How interesting that a bunch of tech nutcases now want to geoengineer the planet by dispersing sulphur into the stratosphere to dim the sun to 'tackle' climate change. Mind-blowing stupidity.
Maybe so, but please don't fulminate or call names on HN. You may not owe tech nutcases better, but you owe this community better if you're participating in it.
I apologise. In my defence, it's only geo-engineering which gets me so riled up. But of course you're right, and I should, and will, tone it down completely.
(I'm not sure I have been guilty of 'fulmination' though :) )
The climate change we have right now has been caused by geoengineering too -- accidental geoengineering.
Intentional, careful geoengineering is the only real chance we have of holding back climate change. Human societies simply will not be willing to make the sacrifices necessary to roll back climate change solely by reducing emissions.

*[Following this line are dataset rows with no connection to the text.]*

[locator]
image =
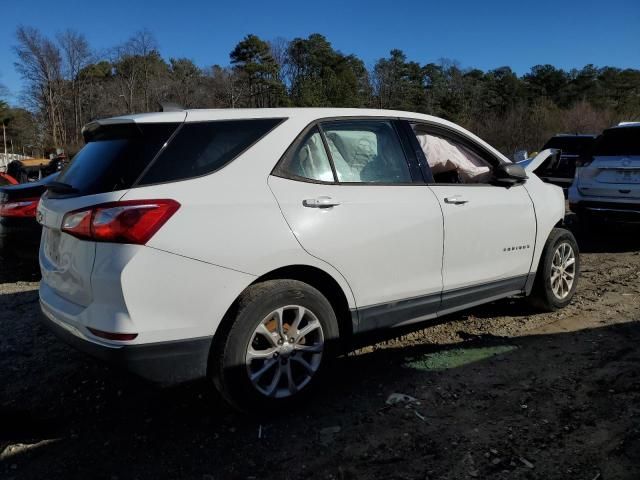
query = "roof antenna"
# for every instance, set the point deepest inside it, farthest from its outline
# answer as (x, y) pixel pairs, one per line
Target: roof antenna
(170, 107)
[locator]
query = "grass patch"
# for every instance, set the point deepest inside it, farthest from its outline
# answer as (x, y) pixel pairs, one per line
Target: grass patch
(456, 357)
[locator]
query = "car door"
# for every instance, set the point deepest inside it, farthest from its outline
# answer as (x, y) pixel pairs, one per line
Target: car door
(489, 230)
(352, 198)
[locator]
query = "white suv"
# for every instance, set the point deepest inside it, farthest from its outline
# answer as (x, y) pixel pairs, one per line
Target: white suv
(608, 186)
(251, 245)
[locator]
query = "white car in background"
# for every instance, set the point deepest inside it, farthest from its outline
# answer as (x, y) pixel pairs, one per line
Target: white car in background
(250, 246)
(608, 187)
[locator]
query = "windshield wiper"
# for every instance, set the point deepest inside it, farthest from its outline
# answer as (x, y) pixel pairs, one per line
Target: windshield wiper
(61, 187)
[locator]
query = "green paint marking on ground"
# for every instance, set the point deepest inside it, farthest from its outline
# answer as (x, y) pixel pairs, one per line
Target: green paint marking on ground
(456, 357)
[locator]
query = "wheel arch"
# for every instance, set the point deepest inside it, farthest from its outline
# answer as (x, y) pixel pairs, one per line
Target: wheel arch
(326, 284)
(319, 279)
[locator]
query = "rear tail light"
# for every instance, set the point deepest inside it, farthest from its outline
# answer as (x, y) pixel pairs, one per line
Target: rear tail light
(24, 208)
(132, 221)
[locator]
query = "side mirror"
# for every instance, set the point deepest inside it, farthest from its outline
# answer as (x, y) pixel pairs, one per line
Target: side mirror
(510, 174)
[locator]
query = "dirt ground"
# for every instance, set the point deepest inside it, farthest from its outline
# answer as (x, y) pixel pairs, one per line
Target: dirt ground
(499, 391)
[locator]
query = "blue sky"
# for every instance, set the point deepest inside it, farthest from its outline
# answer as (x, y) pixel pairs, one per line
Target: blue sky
(478, 33)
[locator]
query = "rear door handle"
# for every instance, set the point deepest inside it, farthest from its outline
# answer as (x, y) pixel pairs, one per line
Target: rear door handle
(456, 200)
(320, 202)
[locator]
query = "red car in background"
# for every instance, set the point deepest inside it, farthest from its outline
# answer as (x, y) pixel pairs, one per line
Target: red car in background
(19, 230)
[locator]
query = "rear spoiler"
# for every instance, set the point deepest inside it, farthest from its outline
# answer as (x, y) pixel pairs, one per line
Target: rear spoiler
(540, 158)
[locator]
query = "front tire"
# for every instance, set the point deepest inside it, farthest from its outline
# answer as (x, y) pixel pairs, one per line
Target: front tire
(558, 272)
(274, 345)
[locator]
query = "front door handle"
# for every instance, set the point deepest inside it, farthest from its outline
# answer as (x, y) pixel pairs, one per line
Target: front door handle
(456, 200)
(320, 202)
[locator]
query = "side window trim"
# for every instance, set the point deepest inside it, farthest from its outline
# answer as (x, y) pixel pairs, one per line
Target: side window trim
(325, 143)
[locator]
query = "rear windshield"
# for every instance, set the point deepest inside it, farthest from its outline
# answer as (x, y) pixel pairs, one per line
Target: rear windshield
(115, 156)
(118, 157)
(623, 141)
(200, 148)
(571, 145)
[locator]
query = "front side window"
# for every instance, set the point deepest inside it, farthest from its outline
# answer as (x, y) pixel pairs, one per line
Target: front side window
(451, 161)
(366, 151)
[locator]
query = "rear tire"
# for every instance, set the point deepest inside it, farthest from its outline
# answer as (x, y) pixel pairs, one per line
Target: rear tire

A combination of politically acceptable emission cuts, geoengineering, and acceptance of/adaptation to higher temperatures and their consequences is the only possible outcome in the real world. So hold back on the knee-jerk reactions to geoengineering and take it seriously.
Nobody knows. Which is why it's colossally reckless to propose anything around this as a guaranteed solution, instead of a proposal that needs more research.
This is irrational pearl clutching. If sulfur is added, it will be done gradually, with the results monitored. There would not be some sort of catastrophic cooling.
The real sticking point would be that some countries would not want the cooling. Russia, say.
So let me get this straight: in the face of a failure to control global warming by other means, you'd prefer your anxiety about possible risks to prevent any attempt to counter the warming by this approach, dooming the world to potentially catastrophic temperature increases?
Not really? We have no idea the relativity of our change vs what's supposed to happen when coming out of an ice age because of our short window we are observing.
We may change the climate in our entire history as much as a super volcano does, or many times less.
We have natural experiments where sulfur aerosols were injected. The 1991 eruption of Mt. Pinatubo, for example. It injected 17 megatonnes of sulfur dioxide into the stratosphere, causing a global cooling of 0.4 C and a northern hemisphere cooling of 0.5-0.6 C. This also affected ozone, which suggests aerosols other than sulfuric acid droplets might be a better idea.